My four-year-old grandson has a near photographic memory for outings we took a year ago, for people he met six months ago, and for books he has not seen in weeks. Soon that will all disappear. By the time he is eight, he will remember almost nothing of his first four years. And by the time he is eighteen, he will remember details going back to age four and he will retain language and habits acquired before age four, but in terms of autobiographical or episodic memories, the earliest years will be almost a complete blank. This normal loss of early memories is called infantile amnesia.
Freud, a source not cited often in this space, was one of the first to write about infantile amnesia. He attributed the loss of early memories to repression, an active forgetting of early experiences because of their heavily charged psychosexual content. Others have explained infantile amnesia as due to the absence of language, since words seem important for encoding certain kinds of memory. Still others have cited the need for a sense of self to provide a reference for early memory.
The problem with these explanations is that other mammals, lacking language and presumably less burdened by psychosexual conflicts, show the same loss of early memories while having perfectly good long-term memory for later experiences. If mice and rats and other mammals also have infantile amnesia, what is the mechanism? It’s not simply an inability to learn early in life. Very young mammals, like my grandson, are sponges for information. The problem is that this information is either not accessible or not retained in later development.
Recent research on this problem by Paul Frankland, Sheena Josselyn, and their colleagues at the Hospital for Sick Children in Toronto suggest a surprising explanation.1,2 They suggest that infantile amnesia is due to the rapid birth of cells in the hippocampus during infancy. The hippocampus has long been known to be associated with episodic memory, including autobiographical memory. And many scientists over the past two decades have shown that brain cells in the hippocampus continue to be generated through adulthood. This process, called neurogenesis, occurs in humans as well as mice. Many studies have shown that exercise increases neurogenesis, while stress decreases it. And several investigators have suggested that neurogenesis is important for learning.

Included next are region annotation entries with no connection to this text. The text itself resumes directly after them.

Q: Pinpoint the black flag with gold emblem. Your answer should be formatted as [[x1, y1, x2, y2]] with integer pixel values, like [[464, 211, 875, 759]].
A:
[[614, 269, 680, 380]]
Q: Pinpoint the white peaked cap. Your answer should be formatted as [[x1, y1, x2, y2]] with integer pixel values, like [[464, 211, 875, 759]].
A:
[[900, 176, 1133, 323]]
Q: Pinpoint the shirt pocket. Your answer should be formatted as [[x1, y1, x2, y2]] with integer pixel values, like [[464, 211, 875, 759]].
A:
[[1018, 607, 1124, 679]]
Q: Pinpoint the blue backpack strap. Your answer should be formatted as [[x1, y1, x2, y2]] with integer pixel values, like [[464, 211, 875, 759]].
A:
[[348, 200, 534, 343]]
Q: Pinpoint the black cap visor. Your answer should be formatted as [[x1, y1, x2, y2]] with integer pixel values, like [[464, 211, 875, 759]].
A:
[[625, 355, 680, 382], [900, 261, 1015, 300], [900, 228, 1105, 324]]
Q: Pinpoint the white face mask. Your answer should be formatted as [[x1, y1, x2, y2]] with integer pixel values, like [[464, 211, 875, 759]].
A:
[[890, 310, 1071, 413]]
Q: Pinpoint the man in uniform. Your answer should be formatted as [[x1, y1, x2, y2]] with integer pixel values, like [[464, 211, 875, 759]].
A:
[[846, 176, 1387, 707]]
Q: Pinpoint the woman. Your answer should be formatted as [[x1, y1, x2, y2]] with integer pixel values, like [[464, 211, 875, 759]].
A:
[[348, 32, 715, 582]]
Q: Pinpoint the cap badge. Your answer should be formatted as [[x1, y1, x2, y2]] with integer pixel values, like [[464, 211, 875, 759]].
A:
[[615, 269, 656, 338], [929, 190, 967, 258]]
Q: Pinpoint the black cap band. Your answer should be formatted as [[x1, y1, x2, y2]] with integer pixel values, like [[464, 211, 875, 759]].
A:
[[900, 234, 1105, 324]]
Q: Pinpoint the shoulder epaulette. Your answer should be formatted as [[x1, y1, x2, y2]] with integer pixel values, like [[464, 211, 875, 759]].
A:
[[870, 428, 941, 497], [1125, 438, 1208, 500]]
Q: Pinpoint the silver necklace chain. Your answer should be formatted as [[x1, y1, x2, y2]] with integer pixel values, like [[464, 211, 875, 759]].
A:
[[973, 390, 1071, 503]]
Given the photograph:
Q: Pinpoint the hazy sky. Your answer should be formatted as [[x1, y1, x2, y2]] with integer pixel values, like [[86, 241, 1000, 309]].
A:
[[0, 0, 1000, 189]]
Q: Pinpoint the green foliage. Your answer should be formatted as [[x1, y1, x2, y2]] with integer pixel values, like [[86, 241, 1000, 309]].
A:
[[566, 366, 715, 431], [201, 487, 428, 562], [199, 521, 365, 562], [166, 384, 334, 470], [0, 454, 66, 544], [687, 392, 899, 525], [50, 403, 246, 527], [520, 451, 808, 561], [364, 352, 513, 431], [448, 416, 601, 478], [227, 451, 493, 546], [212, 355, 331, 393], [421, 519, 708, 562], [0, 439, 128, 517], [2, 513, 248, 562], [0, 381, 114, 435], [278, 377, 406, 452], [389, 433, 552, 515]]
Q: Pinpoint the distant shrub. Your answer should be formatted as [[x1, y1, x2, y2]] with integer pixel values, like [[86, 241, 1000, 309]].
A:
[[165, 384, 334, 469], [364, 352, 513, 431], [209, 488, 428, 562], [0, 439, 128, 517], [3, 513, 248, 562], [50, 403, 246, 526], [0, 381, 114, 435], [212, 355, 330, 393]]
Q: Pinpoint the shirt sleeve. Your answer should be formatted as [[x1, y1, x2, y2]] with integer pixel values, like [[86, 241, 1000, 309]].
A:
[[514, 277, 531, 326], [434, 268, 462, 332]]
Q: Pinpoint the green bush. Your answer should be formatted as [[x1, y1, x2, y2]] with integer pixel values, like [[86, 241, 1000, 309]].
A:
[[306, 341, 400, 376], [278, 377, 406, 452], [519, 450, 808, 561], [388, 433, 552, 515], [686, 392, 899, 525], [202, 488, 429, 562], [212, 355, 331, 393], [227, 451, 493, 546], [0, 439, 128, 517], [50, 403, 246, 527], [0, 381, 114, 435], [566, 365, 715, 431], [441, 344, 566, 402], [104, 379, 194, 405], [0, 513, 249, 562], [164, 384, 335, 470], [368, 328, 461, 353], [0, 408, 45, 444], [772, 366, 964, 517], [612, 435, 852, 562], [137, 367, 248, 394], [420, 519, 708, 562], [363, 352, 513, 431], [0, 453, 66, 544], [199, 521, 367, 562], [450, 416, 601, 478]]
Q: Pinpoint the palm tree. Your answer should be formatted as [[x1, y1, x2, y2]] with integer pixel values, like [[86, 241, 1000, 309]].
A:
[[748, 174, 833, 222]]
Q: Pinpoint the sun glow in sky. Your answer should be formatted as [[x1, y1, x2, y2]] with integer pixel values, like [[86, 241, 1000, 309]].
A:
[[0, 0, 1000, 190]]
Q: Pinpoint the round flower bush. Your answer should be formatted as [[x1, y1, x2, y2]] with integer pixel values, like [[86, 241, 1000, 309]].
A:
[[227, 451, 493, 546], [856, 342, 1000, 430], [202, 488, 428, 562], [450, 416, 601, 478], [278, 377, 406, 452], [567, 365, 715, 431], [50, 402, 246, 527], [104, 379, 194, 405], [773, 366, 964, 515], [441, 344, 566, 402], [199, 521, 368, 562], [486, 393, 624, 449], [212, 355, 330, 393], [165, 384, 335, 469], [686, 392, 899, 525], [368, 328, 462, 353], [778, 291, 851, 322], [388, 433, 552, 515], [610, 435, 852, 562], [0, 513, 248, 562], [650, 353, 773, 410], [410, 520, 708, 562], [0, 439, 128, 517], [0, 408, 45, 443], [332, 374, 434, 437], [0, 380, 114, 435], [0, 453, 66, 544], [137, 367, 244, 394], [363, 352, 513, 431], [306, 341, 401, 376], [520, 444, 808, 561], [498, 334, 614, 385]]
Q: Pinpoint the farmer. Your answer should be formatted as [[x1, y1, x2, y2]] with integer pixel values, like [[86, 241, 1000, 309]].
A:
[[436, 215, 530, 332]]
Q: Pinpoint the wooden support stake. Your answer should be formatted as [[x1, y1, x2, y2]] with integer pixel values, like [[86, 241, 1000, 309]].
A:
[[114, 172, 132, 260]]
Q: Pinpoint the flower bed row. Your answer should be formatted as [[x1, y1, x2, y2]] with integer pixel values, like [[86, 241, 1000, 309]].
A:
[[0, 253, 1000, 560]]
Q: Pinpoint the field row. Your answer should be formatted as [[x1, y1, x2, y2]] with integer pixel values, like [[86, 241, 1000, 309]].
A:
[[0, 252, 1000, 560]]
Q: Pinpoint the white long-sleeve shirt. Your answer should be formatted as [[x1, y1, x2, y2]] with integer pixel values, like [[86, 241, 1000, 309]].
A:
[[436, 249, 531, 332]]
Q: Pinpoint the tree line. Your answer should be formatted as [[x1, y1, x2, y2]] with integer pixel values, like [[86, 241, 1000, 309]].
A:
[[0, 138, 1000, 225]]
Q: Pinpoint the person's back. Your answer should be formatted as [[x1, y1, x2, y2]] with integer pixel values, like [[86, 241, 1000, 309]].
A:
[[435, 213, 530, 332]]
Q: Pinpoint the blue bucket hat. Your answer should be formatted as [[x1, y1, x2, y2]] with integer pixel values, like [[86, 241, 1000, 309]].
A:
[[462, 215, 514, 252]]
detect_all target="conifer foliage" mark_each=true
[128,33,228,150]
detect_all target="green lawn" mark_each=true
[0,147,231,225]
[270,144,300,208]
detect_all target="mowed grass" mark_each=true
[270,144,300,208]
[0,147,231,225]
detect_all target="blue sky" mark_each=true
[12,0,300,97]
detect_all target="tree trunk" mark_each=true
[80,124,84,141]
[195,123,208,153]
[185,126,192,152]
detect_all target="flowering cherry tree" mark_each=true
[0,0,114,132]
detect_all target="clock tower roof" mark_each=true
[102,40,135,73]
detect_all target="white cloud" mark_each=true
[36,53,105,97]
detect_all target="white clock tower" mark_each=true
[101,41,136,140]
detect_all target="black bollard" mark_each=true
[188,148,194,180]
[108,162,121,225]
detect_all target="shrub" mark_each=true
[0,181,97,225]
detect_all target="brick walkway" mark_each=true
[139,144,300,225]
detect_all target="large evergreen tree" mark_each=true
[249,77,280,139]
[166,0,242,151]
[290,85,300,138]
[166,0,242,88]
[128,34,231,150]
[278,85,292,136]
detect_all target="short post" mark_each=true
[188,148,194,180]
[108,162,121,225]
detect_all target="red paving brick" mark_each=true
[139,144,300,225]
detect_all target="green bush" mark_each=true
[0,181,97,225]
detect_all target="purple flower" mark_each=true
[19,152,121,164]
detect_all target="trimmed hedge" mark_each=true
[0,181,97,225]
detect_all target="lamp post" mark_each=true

Frankland, Josselyn, and colleagues are suggesting paradoxically that neurogenesis is important for forgetting. Specifically, they hypothesize that the increased rate of neurogenesis during infancy leads to loss of the memories that would otherwise be stored long-term. What’s the evidence? When they experimentally increase neurogenesis in adult mice, they induce a change in memory that looks like infantile amnesia. And when they experimentally decrease neurogenesis in infant mice, they reduce the amnesia. They have also studied mammals that are born relatively mature, like guinea pigs and degus. These species do not have the rapid neurogenesis of infancy and do not show infantile amnesia.
Why is this important? Beyond the mystery of why we lose our earliest memories, understanding a natural process like infantile amnesia can help us discern the fundamental connections between brain and behavior. Do traumatic events (which presumably influence neurogenesis) get encoded and stored differently during infancy? What about attachments in the first three years? Do individual differences in neurogenesis translate into differences in recall? Would changes in neurogenesis lead to changes in memory in humans? All of these issues remain to be explored. At this point we can say that a mystery that was fundamental to Freud’s theory of sexuality may now be solved with the tools of modern neuroscience.
2 Josselyn SA, Frankland PW. Infantile amnesia: a neurogenic hypothesis . Learn. Mem. 2012 19:423-433. Doi:10.1101/lm.021311.110.